Amherst Co., VA - The Amherst County Sheriff's Office is losing an important member of its team.
The chief deputy and first black officer to join the department hung up his badge for good this month.
Major Alfred Rose started when racial tensions were high and the KKK was gaining popularity. Four decades later, he rose through the ranks and past all odds.
From the nursing home where he's recovering from a broken hip, Rose says his career in law enforcement almost didn't happen.
"I didn't think they would hire me...and they did," Rose said from his wheelchair.
40 years have ticked by since his first murder. The victim was a nine year-old girl who had also been raped.
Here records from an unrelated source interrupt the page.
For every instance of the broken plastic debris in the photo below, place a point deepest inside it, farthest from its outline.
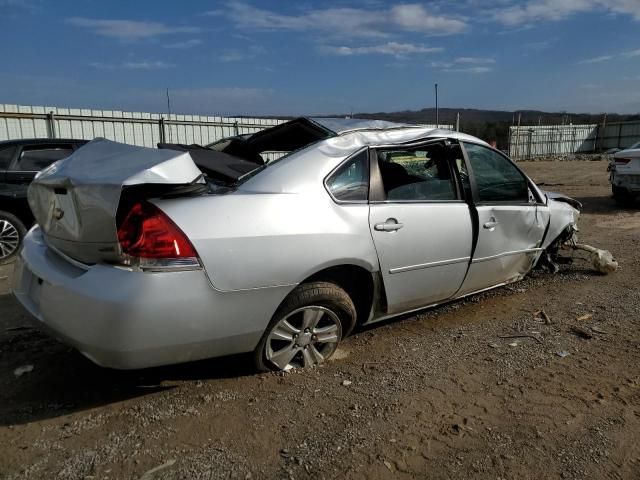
(542, 315)
(149, 474)
(602, 260)
(581, 332)
(18, 372)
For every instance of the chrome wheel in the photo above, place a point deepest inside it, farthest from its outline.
(305, 337)
(9, 239)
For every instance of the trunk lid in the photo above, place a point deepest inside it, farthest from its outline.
(75, 201)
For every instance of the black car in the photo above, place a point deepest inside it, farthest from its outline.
(20, 160)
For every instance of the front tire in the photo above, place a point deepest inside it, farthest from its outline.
(307, 328)
(622, 196)
(12, 232)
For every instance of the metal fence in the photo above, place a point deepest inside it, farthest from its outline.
(135, 128)
(617, 135)
(557, 140)
(539, 141)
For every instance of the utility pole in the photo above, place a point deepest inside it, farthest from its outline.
(437, 111)
(169, 112)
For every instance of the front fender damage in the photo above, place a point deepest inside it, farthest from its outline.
(562, 236)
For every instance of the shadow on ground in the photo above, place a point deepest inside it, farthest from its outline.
(64, 382)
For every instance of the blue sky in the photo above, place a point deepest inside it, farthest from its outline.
(318, 57)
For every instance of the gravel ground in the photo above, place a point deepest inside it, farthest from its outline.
(435, 395)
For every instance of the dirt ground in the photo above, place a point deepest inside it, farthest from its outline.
(435, 395)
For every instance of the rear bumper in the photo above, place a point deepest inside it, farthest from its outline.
(125, 319)
(628, 181)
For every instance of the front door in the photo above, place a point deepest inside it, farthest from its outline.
(511, 222)
(420, 225)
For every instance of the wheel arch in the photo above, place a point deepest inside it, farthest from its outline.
(359, 283)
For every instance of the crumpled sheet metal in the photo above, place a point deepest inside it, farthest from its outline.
(602, 260)
(89, 184)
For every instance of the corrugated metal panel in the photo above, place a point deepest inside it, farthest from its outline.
(136, 128)
(537, 141)
(530, 142)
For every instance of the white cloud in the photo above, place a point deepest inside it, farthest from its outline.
(194, 42)
(398, 50)
(466, 65)
(606, 58)
(555, 10)
(347, 22)
(474, 70)
(141, 65)
(600, 59)
(475, 60)
(128, 29)
(12, 7)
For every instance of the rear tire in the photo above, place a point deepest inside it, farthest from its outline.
(12, 232)
(622, 196)
(306, 328)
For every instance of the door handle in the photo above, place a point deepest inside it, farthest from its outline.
(490, 225)
(391, 225)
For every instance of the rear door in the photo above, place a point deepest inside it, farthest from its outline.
(511, 221)
(420, 224)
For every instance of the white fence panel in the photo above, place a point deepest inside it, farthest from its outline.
(136, 128)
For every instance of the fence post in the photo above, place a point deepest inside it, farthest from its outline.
(161, 130)
(51, 125)
(619, 135)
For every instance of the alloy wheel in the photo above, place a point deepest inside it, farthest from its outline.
(303, 338)
(9, 239)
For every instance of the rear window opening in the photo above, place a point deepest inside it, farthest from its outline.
(227, 161)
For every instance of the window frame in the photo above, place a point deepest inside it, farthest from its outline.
(11, 159)
(335, 170)
(474, 186)
(13, 167)
(377, 194)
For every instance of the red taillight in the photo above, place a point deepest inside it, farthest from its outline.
(147, 232)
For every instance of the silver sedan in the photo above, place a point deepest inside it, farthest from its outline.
(145, 257)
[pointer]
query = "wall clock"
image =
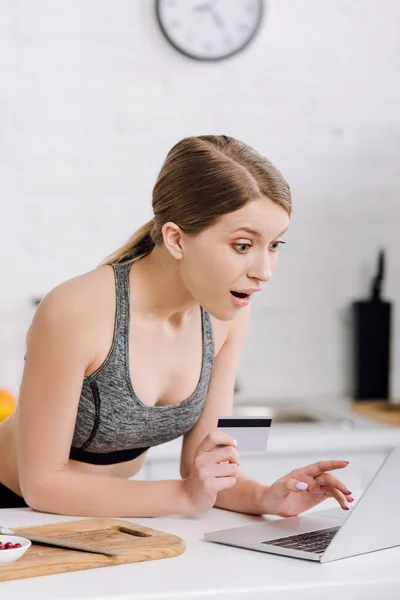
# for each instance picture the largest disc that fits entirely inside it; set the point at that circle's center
(209, 29)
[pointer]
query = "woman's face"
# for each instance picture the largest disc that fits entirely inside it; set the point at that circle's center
(237, 254)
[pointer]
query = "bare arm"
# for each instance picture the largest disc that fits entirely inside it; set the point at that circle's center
(58, 353)
(245, 496)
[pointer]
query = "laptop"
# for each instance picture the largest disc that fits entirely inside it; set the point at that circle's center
(373, 523)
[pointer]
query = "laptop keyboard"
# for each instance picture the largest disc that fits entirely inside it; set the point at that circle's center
(312, 541)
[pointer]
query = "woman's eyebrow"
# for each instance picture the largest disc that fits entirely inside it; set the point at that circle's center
(257, 233)
(248, 229)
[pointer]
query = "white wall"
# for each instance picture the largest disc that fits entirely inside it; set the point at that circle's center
(91, 99)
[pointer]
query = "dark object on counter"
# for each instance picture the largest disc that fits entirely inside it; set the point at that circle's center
(371, 327)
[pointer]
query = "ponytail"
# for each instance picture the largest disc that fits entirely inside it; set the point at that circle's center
(139, 245)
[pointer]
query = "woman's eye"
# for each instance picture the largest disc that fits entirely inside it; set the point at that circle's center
(275, 246)
(242, 248)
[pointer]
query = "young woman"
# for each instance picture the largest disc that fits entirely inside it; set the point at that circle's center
(144, 349)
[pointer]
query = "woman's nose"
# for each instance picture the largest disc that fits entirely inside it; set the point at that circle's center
(261, 270)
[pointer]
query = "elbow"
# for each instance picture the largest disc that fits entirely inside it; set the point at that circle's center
(37, 493)
(34, 495)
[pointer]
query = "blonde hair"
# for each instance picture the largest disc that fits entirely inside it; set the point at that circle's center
(202, 179)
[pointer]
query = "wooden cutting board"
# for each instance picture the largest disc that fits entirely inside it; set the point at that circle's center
(379, 410)
(108, 534)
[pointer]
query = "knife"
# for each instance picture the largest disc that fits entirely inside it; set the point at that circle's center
(36, 539)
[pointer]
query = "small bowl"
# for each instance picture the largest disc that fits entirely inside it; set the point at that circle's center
(11, 554)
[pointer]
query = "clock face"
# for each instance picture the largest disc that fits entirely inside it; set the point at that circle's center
(209, 29)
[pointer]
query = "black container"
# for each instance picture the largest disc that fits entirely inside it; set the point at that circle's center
(371, 336)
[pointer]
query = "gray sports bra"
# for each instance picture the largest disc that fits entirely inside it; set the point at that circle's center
(112, 424)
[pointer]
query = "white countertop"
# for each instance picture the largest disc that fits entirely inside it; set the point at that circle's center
(211, 570)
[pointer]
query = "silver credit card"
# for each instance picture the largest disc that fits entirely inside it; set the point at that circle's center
(251, 433)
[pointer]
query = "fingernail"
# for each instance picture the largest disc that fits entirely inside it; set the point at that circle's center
(301, 485)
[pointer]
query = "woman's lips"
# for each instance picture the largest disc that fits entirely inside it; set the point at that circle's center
(240, 302)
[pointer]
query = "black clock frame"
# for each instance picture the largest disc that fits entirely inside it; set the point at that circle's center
(212, 59)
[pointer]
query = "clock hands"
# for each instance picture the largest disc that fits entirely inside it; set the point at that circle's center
(208, 7)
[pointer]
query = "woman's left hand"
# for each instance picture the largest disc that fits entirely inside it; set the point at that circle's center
(304, 488)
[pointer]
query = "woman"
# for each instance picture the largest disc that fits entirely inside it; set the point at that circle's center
(144, 349)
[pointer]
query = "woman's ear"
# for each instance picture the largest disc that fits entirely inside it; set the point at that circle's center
(173, 239)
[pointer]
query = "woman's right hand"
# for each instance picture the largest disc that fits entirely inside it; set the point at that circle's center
(214, 469)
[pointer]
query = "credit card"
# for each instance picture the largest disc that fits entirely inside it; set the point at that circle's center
(251, 433)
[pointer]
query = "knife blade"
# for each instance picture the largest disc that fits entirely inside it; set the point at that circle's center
(36, 539)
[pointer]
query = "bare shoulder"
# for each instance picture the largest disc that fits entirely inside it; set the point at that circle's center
(78, 304)
(231, 332)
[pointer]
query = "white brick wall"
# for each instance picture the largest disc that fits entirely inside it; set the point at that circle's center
(91, 99)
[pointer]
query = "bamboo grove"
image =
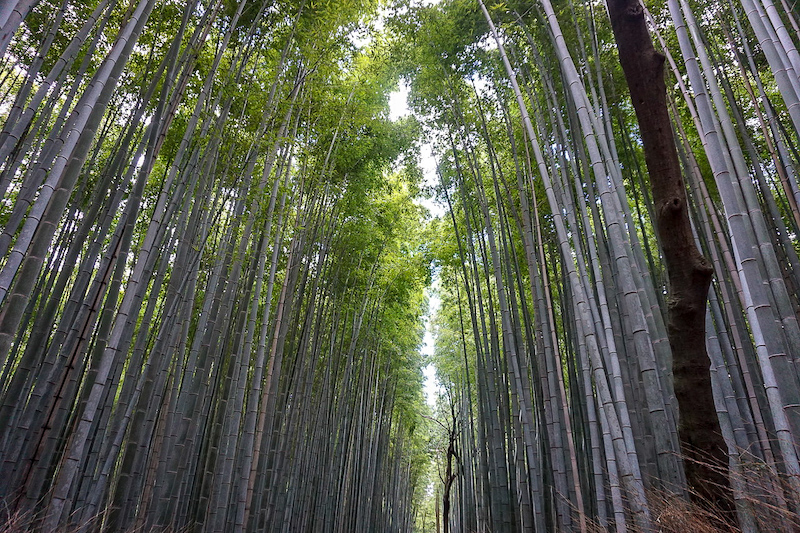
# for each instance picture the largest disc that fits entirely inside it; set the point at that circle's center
(193, 313)
(213, 263)
(559, 408)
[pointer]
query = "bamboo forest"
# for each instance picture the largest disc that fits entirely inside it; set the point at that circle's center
(399, 266)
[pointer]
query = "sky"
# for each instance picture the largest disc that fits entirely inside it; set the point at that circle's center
(398, 107)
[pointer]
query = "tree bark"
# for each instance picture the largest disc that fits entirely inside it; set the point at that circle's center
(688, 271)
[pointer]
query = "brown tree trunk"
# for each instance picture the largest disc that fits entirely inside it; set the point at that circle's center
(688, 271)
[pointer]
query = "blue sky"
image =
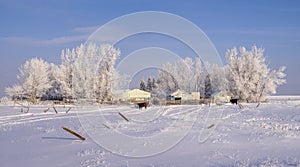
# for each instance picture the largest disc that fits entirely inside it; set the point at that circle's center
(35, 28)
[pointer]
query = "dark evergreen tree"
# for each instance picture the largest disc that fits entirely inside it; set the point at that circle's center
(142, 85)
(153, 84)
(208, 87)
(149, 85)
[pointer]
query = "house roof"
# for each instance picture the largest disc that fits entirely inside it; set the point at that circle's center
(136, 93)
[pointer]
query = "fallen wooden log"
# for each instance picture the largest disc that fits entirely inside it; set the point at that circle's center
(105, 125)
(47, 110)
(55, 109)
(123, 116)
(68, 110)
(27, 109)
(212, 125)
(73, 133)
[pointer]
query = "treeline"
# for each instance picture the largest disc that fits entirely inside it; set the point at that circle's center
(85, 72)
(246, 76)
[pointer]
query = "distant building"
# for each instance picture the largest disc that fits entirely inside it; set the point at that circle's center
(220, 97)
(137, 95)
(182, 95)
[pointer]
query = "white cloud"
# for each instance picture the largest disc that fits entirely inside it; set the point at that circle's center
(82, 34)
(90, 29)
(42, 42)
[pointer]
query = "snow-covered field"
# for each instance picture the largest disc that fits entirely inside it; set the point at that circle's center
(265, 136)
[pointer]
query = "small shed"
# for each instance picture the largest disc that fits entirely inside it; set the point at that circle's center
(220, 97)
(182, 95)
(138, 95)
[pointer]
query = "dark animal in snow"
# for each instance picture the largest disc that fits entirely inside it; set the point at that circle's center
(233, 101)
(141, 105)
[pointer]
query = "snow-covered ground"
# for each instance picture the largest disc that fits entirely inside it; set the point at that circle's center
(268, 135)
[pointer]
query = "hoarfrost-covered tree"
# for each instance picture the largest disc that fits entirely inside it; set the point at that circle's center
(217, 77)
(106, 73)
(90, 68)
(142, 85)
(149, 85)
(33, 80)
(250, 77)
(208, 87)
(55, 92)
(64, 74)
(184, 74)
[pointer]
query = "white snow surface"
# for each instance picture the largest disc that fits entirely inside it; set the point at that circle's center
(268, 135)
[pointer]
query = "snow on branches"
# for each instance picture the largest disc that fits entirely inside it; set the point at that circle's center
(34, 80)
(249, 76)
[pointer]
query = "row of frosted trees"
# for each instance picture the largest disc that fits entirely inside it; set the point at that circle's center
(85, 72)
(246, 76)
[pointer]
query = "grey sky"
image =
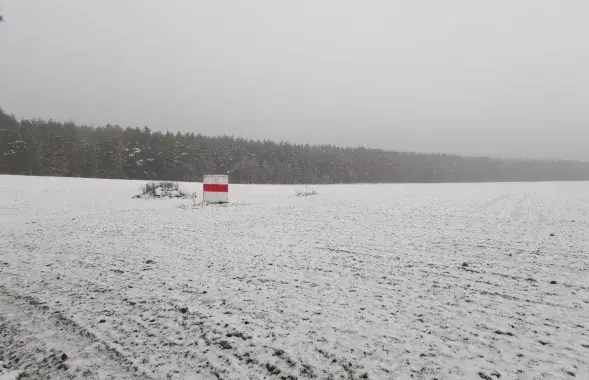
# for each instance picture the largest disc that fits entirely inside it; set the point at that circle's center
(497, 77)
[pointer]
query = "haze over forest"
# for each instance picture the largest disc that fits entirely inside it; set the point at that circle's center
(500, 78)
(37, 147)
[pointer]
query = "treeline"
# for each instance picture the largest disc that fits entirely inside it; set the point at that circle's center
(49, 148)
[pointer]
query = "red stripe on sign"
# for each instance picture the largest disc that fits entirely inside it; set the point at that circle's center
(215, 188)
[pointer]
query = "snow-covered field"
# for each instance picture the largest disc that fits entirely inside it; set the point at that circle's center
(446, 281)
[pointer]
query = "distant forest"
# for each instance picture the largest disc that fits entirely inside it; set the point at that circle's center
(49, 148)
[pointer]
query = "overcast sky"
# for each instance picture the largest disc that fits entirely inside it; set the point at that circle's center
(501, 77)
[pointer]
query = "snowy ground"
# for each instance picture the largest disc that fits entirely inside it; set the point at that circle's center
(361, 281)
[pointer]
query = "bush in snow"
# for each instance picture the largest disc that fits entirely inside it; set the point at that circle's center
(162, 189)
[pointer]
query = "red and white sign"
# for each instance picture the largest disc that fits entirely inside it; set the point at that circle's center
(215, 188)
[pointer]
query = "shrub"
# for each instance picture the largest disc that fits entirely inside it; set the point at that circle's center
(162, 189)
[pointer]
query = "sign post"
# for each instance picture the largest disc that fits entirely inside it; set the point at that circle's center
(215, 188)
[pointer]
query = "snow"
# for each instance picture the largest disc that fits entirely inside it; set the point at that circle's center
(416, 281)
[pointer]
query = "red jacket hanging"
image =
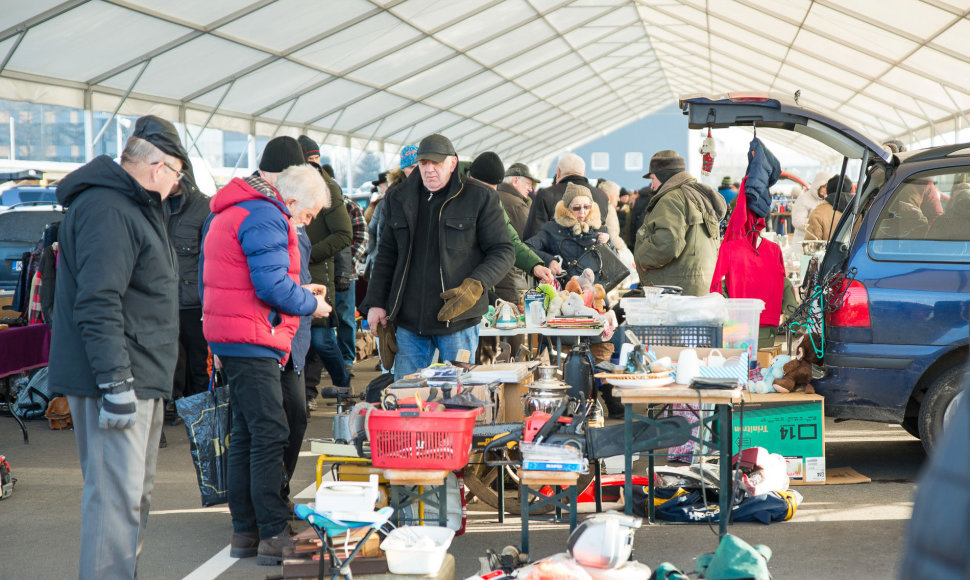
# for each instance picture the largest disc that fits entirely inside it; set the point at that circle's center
(749, 265)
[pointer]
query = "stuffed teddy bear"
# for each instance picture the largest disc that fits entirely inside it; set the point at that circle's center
(798, 371)
(771, 376)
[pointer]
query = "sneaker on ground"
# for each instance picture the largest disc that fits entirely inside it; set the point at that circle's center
(272, 551)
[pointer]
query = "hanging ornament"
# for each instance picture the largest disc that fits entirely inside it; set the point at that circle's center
(707, 150)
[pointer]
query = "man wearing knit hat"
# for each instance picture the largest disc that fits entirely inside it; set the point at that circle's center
(678, 241)
(570, 169)
(252, 302)
(449, 244)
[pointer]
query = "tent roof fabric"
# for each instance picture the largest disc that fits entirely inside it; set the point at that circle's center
(528, 79)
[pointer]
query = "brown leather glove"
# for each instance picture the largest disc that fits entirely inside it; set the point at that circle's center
(387, 343)
(459, 300)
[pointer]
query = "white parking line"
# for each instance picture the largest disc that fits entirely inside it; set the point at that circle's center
(221, 562)
(215, 566)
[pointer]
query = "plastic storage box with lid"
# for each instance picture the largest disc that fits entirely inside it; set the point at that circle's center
(741, 327)
(417, 549)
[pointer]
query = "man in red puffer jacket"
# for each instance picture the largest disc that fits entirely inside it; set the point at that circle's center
(251, 304)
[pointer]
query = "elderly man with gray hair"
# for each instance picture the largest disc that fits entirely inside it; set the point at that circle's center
(570, 169)
(252, 302)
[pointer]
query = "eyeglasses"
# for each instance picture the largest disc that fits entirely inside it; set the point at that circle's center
(178, 174)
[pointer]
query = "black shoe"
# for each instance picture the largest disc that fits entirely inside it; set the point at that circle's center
(244, 545)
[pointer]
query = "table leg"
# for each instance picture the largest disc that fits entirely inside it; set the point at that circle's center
(628, 459)
(501, 494)
(727, 487)
(443, 504)
(396, 504)
(598, 485)
(524, 512)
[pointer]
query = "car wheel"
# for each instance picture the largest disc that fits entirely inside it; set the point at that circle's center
(911, 425)
(938, 404)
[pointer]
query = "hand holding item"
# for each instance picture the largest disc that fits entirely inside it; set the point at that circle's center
(323, 309)
(376, 317)
(543, 274)
(317, 289)
(459, 300)
(119, 406)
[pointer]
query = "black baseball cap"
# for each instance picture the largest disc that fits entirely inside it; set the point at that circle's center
(435, 148)
(161, 134)
(520, 170)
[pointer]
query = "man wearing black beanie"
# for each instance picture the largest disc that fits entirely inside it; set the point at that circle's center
(678, 242)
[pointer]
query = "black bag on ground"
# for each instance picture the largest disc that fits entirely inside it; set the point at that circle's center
(208, 421)
(606, 265)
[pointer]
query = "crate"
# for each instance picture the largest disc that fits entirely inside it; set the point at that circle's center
(686, 336)
(421, 440)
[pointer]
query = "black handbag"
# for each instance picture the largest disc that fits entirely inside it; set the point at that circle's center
(608, 269)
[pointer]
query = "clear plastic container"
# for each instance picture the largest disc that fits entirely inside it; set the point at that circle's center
(741, 327)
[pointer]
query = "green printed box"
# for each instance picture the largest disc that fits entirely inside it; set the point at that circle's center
(788, 424)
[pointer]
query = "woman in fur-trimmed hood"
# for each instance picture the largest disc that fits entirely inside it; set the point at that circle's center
(576, 225)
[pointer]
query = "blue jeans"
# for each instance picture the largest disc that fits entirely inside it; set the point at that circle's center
(325, 343)
(346, 324)
(414, 351)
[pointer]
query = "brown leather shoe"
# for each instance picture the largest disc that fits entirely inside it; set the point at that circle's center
(244, 545)
(272, 551)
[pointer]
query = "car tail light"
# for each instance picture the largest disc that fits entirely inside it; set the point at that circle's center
(854, 311)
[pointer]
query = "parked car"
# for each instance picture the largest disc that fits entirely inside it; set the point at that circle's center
(21, 227)
(896, 348)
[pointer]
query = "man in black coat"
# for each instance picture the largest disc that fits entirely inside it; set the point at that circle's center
(115, 335)
(570, 169)
(188, 209)
(443, 243)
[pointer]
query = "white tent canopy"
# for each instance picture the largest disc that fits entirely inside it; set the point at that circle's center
(528, 79)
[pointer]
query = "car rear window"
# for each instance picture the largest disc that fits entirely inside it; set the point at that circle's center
(926, 219)
(26, 226)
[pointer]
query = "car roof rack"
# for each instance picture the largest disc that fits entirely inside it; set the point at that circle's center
(936, 152)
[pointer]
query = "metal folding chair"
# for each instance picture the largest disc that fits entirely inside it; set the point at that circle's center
(327, 527)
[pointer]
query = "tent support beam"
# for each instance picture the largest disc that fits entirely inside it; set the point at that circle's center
(13, 49)
(121, 103)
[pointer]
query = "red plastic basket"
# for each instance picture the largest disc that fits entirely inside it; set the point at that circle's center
(415, 440)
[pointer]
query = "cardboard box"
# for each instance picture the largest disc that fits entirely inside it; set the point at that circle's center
(766, 355)
(511, 403)
(790, 424)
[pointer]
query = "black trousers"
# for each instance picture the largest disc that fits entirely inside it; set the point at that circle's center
(294, 407)
(191, 371)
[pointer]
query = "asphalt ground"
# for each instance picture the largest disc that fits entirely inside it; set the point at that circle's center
(839, 531)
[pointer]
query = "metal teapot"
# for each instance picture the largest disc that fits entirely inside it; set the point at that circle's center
(546, 393)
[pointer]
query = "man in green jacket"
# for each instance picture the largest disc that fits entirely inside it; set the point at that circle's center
(678, 241)
(329, 233)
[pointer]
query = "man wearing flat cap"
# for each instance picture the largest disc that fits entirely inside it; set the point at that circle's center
(443, 243)
(678, 242)
(115, 335)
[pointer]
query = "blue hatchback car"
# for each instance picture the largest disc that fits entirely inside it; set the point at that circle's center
(896, 345)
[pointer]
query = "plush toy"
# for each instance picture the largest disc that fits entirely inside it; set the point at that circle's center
(573, 306)
(775, 371)
(707, 150)
(599, 297)
(573, 286)
(798, 371)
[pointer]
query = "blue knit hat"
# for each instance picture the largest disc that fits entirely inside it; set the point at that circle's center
(409, 156)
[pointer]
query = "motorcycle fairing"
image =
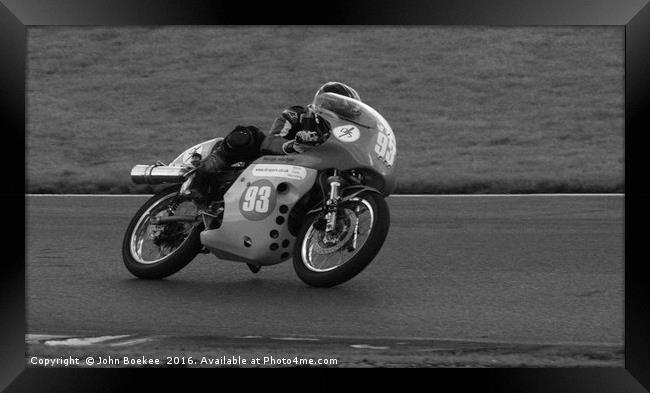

Back in the early 1980s, no one could dodge those racial tensions. Rose worked security when the Ku Klux Klan marched through the center of his hometown.
"That was the most tense moment, one of the most tense moments of my career," he recalled.
Then, there was that white deputy, a fellow brother -- who refused to eat meals next to him. It wasn't until a search warrant erupted in gunfire that he finally acknowledged: friendship and danger should be colorblind.
"He walked out with the tray in his hands and he said, 'If we can die together or get killed together then we can eat together,'" Rose remembered.
He doesn't know what he'll do now that he's retired. He'd like something that deals with law enforcement. But only time will tell.